Before SQL Farms, I worked as a database architect in the largest data center in Symantec. Tracking back a little… I started working with SQL Server in the late 90s. Did some work with 6.5 and 7, however dove in much more seriously in early 2000. My friends have just started a small company by the name of Riptech and were looking for help with SQL Server. Riptech was the first company to define the managed security services (MSS) space. To date, over 5 years after the Symantec acquisition, the data center we built there remains by far the leader in MSS. We started by loading information from customer networks to our databases. One customer… two customers… quickly became hundreds. In view of the load and the increasing volume of data we started utilizing more SQL Servers. Today it is known as “scaling-out”.

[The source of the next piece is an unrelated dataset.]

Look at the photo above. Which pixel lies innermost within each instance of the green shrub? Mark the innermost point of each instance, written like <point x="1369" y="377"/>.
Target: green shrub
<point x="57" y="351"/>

Symantec picked us up in 2002. My dear friend and the founder of Riptech, Amit Yoran, left the company to become the cyber-zar - the head of the cyber security division at DHS. Other friends (including myself) stayed in Symantec to continue building the vision. With Symantec’s sales force, we quickly had customers with thousands of firewalls in their networks. For us - this meant that we were sometimes loading over 1TB of customer data per database per day. As a result, we quickly had to become experts in both scale-out and scale-up related issues.
The data center is still running today and is loading more and more data daily. When we left in 2005, the data center was running very efficiently with minimal issues. This was pretty challenging in view of the fact that thousands of web-users can see and filter/search rows and records in real-time, from VLDB tables containing hundreds of millions to billions of rows. This probably sounds easy when talking about data warehouses. But unlike warehouses (which completely operate offline and performance is hardly an issue) - try doing it with relational databases when you have the CIO of a fortune 500 company on the other end of phone, complaining that row-mining takes more than 3 seconds…
Anyways… I’m starting to loose focus… To make a long story short, whether we liked it or not, we had to become proficient with pretty much every bit and piece of SQL Server in order to ensure that the data center works well. We gained tons of hands-on experience with issues that Microsoft customer support never knew about. After 7 years of working in such large data centers, we decided to build SQL Farms in order to help companies that utilize many SQL Servers with turn-key or agile solutions to handle common large-scale issues.